Court: New York Supreme Court, Appellate Division
Jurisdiction: New York
Decision Date: 1906-07-24
Citations: 100 N.Y.S. 192
Docket Number: 
Parties: INGRAHAM et al. v. INTERNATIONAL SALT CO. et al.
Judges: 
Reporter: West's New York Supplement
Volume: 100
Pages: 192–193

Head Matter:
(114 App. Div. 791)
INGRAHAM et al. v. INTERNATIONAL SALT CO. et al.
(Supreme Court, Appellate Division, Second Department.
July 24, 1906.)
1. Pleading—Bill of. Particulars—Right to Bill of Particulars.
A complaint alleging that plaintiffs were stockholders of a corporation, and that defendant acquired a majority of its stock, elected its directors, and controlled it, and took away from it and unto itself, a competitor, all of its assets and profitable business, making it insolvent, and placing it in the hands of a receiver, alleges the facts constituting fraud on the part of defendant by its breach of trust as a stockholder to plaintiffs, as against a motion for a bill of particulars.
2. Fraud—Pleading.
An allegation of fraud without an allegation of facts constituting fraud is an allegation of law and insufficient.
[Ed. Note.—For cases in point, see vol. 23, Cent. Dig. Fraud, §§ 36-39.]
Appeal from Special Term, Kings County.
Action by Frances T. Ingraham and others against the International Salt Company and others. From an order requiring a bill of particulars of the allegations of the complaint, plaintiffs appeal. Reversed.
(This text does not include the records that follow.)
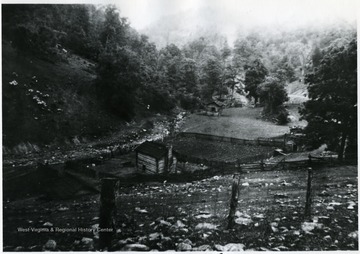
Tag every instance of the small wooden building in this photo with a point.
(213, 107)
(153, 157)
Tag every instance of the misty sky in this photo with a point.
(292, 13)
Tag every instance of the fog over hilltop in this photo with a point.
(177, 22)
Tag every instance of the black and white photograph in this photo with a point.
(179, 125)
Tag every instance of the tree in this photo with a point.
(273, 94)
(213, 77)
(254, 76)
(331, 111)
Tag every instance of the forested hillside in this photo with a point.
(80, 70)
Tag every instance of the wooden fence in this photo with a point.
(258, 141)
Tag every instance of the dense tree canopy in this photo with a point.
(331, 111)
(254, 76)
(132, 74)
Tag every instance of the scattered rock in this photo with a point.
(63, 208)
(327, 238)
(243, 221)
(155, 236)
(179, 224)
(205, 225)
(183, 247)
(50, 245)
(135, 247)
(274, 226)
(354, 235)
(203, 216)
(19, 248)
(137, 209)
(87, 243)
(307, 227)
(281, 195)
(351, 205)
(230, 247)
(48, 224)
(203, 248)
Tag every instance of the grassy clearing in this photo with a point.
(242, 123)
(271, 202)
(217, 151)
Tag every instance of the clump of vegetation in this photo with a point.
(331, 111)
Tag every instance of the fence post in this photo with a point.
(308, 194)
(107, 212)
(233, 200)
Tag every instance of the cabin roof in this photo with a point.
(217, 103)
(152, 149)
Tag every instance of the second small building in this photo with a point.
(153, 157)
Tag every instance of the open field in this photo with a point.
(217, 151)
(164, 215)
(242, 123)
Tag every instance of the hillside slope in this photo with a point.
(49, 102)
(297, 92)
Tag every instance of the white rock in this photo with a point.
(50, 245)
(137, 209)
(354, 235)
(183, 247)
(234, 247)
(203, 216)
(243, 221)
(88, 242)
(48, 224)
(155, 236)
(205, 225)
(179, 224)
(135, 247)
(307, 227)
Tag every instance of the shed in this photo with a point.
(153, 157)
(214, 106)
(291, 146)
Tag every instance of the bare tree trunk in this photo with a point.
(342, 146)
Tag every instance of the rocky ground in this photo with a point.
(192, 216)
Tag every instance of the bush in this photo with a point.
(282, 116)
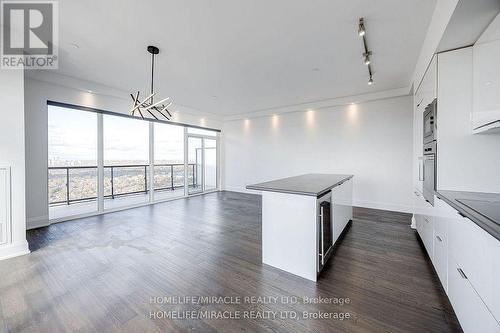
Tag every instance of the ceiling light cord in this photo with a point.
(367, 54)
(152, 76)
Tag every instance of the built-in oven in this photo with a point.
(430, 122)
(325, 229)
(429, 171)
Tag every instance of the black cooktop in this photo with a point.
(488, 209)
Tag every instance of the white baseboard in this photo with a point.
(384, 206)
(14, 250)
(37, 222)
(357, 203)
(240, 190)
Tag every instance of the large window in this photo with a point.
(72, 162)
(184, 161)
(169, 161)
(126, 161)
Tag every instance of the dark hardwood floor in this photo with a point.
(100, 274)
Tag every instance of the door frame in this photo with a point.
(203, 164)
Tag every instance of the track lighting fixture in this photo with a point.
(361, 28)
(367, 54)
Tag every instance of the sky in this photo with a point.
(72, 136)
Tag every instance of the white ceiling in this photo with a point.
(251, 55)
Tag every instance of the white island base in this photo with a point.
(291, 228)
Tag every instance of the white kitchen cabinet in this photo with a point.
(469, 247)
(342, 207)
(494, 300)
(486, 85)
(471, 311)
(486, 81)
(424, 224)
(424, 95)
(440, 258)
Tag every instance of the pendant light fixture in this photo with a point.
(148, 105)
(367, 54)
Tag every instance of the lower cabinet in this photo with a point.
(426, 232)
(471, 311)
(467, 261)
(342, 207)
(440, 258)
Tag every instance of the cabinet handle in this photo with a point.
(462, 274)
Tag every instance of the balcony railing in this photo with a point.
(139, 172)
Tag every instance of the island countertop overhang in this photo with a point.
(312, 184)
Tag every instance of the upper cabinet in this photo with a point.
(486, 81)
(424, 95)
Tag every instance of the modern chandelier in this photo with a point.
(367, 54)
(148, 105)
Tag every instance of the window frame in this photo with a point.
(100, 159)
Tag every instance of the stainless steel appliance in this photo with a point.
(325, 229)
(429, 174)
(430, 152)
(430, 122)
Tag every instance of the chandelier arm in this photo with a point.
(151, 113)
(157, 103)
(162, 114)
(140, 113)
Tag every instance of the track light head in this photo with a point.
(361, 28)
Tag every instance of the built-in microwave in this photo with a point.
(430, 122)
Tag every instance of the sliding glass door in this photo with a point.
(126, 161)
(210, 152)
(202, 164)
(72, 162)
(99, 162)
(195, 165)
(169, 161)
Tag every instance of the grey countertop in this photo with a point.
(312, 184)
(478, 217)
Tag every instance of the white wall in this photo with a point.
(12, 155)
(41, 87)
(466, 162)
(371, 140)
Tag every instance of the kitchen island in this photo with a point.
(302, 218)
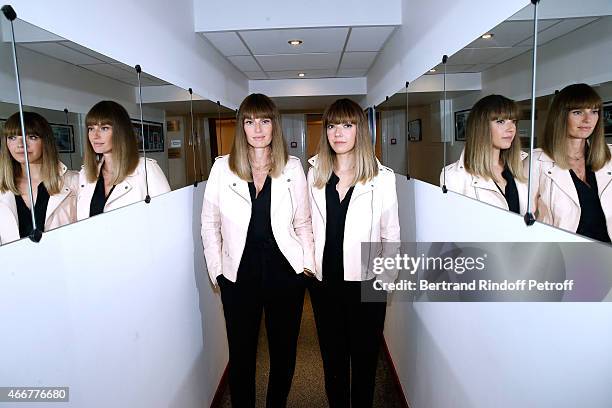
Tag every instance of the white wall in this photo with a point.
(113, 310)
(584, 55)
(155, 34)
(493, 354)
(429, 30)
(249, 15)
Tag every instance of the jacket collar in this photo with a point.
(56, 199)
(318, 194)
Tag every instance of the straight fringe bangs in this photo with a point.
(554, 142)
(257, 106)
(477, 158)
(125, 149)
(10, 169)
(366, 168)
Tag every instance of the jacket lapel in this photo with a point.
(604, 177)
(8, 199)
(563, 179)
(240, 187)
(56, 199)
(280, 187)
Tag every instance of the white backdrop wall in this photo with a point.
(118, 307)
(493, 354)
(155, 34)
(425, 36)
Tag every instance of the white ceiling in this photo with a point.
(327, 52)
(510, 39)
(85, 58)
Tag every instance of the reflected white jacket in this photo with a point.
(61, 208)
(555, 198)
(372, 217)
(131, 190)
(479, 188)
(226, 213)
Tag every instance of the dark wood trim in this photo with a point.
(396, 379)
(216, 402)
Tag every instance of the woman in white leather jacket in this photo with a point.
(258, 243)
(54, 187)
(113, 175)
(353, 203)
(572, 172)
(490, 168)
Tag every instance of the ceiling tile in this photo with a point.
(352, 73)
(310, 74)
(256, 75)
(62, 53)
(228, 43)
(510, 33)
(368, 38)
(269, 42)
(564, 27)
(245, 63)
(113, 71)
(471, 56)
(299, 62)
(87, 51)
(355, 60)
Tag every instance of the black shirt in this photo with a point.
(510, 193)
(592, 222)
(40, 212)
(333, 263)
(262, 263)
(99, 199)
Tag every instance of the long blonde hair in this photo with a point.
(10, 169)
(478, 145)
(554, 142)
(346, 111)
(252, 107)
(125, 150)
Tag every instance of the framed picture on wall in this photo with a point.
(460, 124)
(154, 135)
(607, 119)
(64, 137)
(414, 130)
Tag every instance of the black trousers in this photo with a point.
(264, 284)
(350, 334)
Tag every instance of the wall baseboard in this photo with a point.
(216, 402)
(396, 379)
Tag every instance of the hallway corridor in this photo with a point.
(308, 390)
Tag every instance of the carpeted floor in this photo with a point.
(308, 390)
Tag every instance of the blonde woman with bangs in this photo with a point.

Argued before HIRSCHBERG, P. J., and HOOKER, RICH, MILLER, and GAYNOR, JJ.
George S. Ingraham, for appellants.
Henry B. Twombly, for respondents.

Opinion:
GAYNOR, J.
The motion for a bill of particulars was really an attempt to have the complaint made more definite and certain, and should have been denied. The complaint alleges that the plaintiffs were stockholders in the National Salt Company; that the defendant the International Salt Company was formed and acquired a. majority of the stock of the other company by issuing its stock certificates therefor; that the plaintiffs retained their stock in the National Company; that having become the majority stockholder of the National Company, the International Company elected its nominees as directors of the former company, and in that way controlled it, and took away from it, and unto itself, a competitor, all of its assets and profitable business, thereby making it insolvent, and its stock worthless, and then had it put in the hands of receivers. The suit is brought by the plaintiffs because the receivers, the individual defendants, refused to bring it on their request. The prayer for relief is that the International Company account, and that the amount it should pay to the defendants, the receivers of the National Company, be ascertained, and for such other relief, etc.
This is a definite and certain complaint and gives all the particulars the defendants are entitled to. The wrongful breach of trust of the defendant the International Company as a stockholder to the plaintiff and all of its fellow stockholders could not be more plainly stated. The order really requires the plaintiffs to recite all of their evidence.
The learned counsel for the defendants contends that the complaint alleges fraud without alleging any facts to support it, and he wants these facts supplied through a bill of particulars. No rule of pleading is better known among us than that an allegation of fraud without an allegation of the facts constituting it is an allegation of law and worthless. It would be strange therefore for the opposite party to cause such a pleading to be made good by requiring an allegation of the facts. But here the complaint does allege the facts.
The order should be reversed.
Order reversed, with $10 costs and disbursements, and motion denied, with costs. All concur.